As the name suggests, this is the second major update to Red Hat’s Enterprise Linux 3 since it was launched in October 2003. This iteration includes support for the new 64-bit Xeon processors, which should start shipping imminently.

When Enterprise Linux 3 was announced in October, Red Hat said that it was not going to jump on the Linux 2.6 kernel bandwagon, particularly since it had back-ported many of the advanced features of the Linux 2.5 development version (the precursor to the latest Linux 2.6 kernel) to the Linux 2.4 kernel that was at the heart of Red Hat’s Linux Advanced Server 2.1 and the new Enterprise Linux 3. So if you expected a kernel change with Update 2, forget it. If you want to play around with Red Hat’s interpretation of Linux 2.6, you will have to use the Project Fedora or wait until next year when Red Hat rolls out a true Linux 2.6 kernel, and probably one with goodies brought back from the future Linux 2.7 development release, if history is any guide.

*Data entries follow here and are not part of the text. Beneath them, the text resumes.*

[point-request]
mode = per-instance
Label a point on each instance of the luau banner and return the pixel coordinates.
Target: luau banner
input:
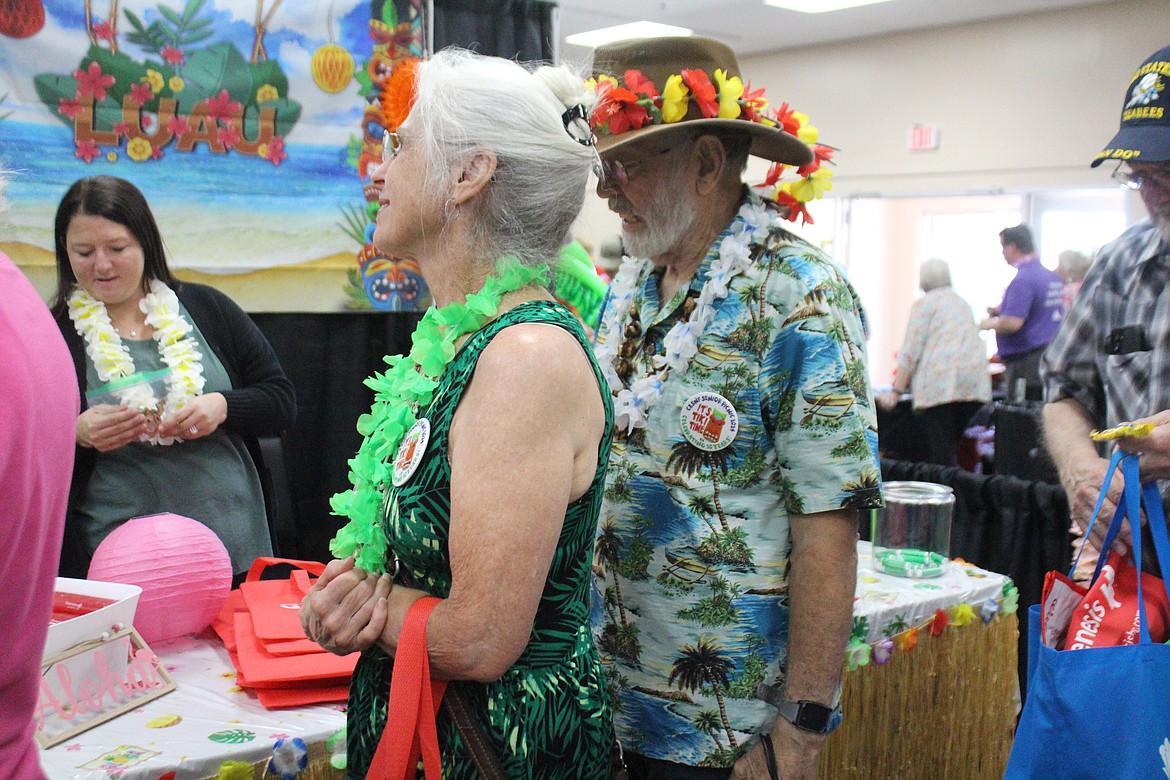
(249, 125)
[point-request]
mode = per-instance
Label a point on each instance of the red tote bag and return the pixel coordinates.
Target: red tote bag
(275, 605)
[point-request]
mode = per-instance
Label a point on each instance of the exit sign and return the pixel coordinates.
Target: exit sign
(923, 138)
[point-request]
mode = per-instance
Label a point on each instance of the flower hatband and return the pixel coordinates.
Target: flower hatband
(633, 102)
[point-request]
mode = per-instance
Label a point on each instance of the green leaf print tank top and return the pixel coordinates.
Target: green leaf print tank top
(549, 716)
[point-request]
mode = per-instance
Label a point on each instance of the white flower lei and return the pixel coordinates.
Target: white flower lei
(632, 405)
(111, 358)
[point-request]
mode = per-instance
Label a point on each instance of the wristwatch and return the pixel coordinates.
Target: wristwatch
(807, 716)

When Enterprise Linux 3 came out, it was the first implementation of Red Hat’s Linux that used the exact same kernel–in this case, Linux 2.4.21–across workstations, servers, and clusters built from 32-bit and 64-bit Intel, 32-bit and 64-bit Advanced Micro Devices, and 64-bit IBM Power (iSeries and pSeries) and zSeries platforms. Prior to this, different platforms had different kernels and different code-bases, which radically complicated the idea of making a consistent set of applications available across those platforms. So Red Hat is not about to make any bold moves that would upset this balance it has just achieved.

With Update 1 of Enterprise Linux 3, which shipped in mid-January of this year, the main improvements were to speed up the performance of non-uniform memory architecture (NUMA) clustering, which is the basis of many high-end server architectures these days even though server makers claim that they are selling servers that use symmetric multiprocessing (SMP), an alternative means to gang up processors. Update 1 also had improvements to the memory subsystems that allowed larger databases to be created on Red Hat machines and fixes for clustering software, which Red Hat sells as a separate item with this version (but which used to be bundled in with Linux AS 2.1). Update 1 also had tweaks to improve the performance of Linux on Power, Opteron, and Itanium processors and had drivers to support a wider variety of these machines.

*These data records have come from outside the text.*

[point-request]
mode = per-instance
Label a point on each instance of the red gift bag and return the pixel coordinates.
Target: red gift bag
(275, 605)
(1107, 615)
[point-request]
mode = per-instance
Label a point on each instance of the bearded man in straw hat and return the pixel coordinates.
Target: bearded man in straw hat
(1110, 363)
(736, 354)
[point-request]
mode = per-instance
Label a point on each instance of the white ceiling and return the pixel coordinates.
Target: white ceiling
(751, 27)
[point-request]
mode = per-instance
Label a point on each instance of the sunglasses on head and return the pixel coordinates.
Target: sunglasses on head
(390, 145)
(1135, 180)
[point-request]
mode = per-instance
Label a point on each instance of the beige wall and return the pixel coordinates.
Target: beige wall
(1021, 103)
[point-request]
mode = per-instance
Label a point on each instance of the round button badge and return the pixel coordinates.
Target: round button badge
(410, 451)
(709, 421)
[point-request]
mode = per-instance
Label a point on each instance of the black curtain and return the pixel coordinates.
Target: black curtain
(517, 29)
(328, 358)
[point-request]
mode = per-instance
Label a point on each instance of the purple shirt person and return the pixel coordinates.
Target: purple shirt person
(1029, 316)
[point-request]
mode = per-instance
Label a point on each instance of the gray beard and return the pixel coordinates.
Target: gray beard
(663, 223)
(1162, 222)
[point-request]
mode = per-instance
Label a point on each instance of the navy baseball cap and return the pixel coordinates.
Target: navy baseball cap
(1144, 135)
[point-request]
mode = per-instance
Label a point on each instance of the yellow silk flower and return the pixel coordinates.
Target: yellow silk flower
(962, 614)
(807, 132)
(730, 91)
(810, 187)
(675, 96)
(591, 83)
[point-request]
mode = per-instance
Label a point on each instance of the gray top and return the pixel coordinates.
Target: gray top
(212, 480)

Update 2, which will be available to Red Hat customers with support contracts through the Red Hat Network, is interesting in that it will support the Nocona chip from Intel, the first Xeon processor to support 64-bit memory extensions. The release notes say that there is a new ia32earchitecture in the code base that can support either the Intel Xeon or AMD Opteron versions of the 64-bit extensions to the 32-bit X86 architecture. The existing x86_64 option, which was optimized specifically for the Opterons, will continue to be available. Red Hat says that the kernels for both of these options, ia32e and x86_64, are built from the same x86_64 source code; so it looks like Intel reverse-engineered the memory addressing subset of the Opteron to make the 64-bit Xeons. (This is something that VMware has confirmed Intel has done, and the reason VMware knows this is that the code it created to support its Workstation, GSX Server, and ESX Server partitioning on Opterons ran unchanged on the Xeon-64s.)

The update also includes support for IBM’s PowerPC 970-based JS20 BladeCenter blade servers, various tweaks for the PowerPC and Power architecture (but no support for the just-announced Power5 processors, which are not expected to be supported until the third quarter of this year). The update also has an on-demand timer facility that reduces idle CPU overhead when Linux 3 is installed on IBM zSeries mainframes. A slew of new disk drivers, network drivers, and improvements in the VM, NFS, IPv6, and SCSI subsystems round out the improvements in Update 2, and the usual gang of changes to improve security and to stop race conditions and resource hogging are in the 140 patches that comprise the update.

Customers are warned to make sure that all previously released errata relevant to their particular edition of Enterprise Linux 3 have been applied to their systems before applying Update 2, which is not a cumulative patch.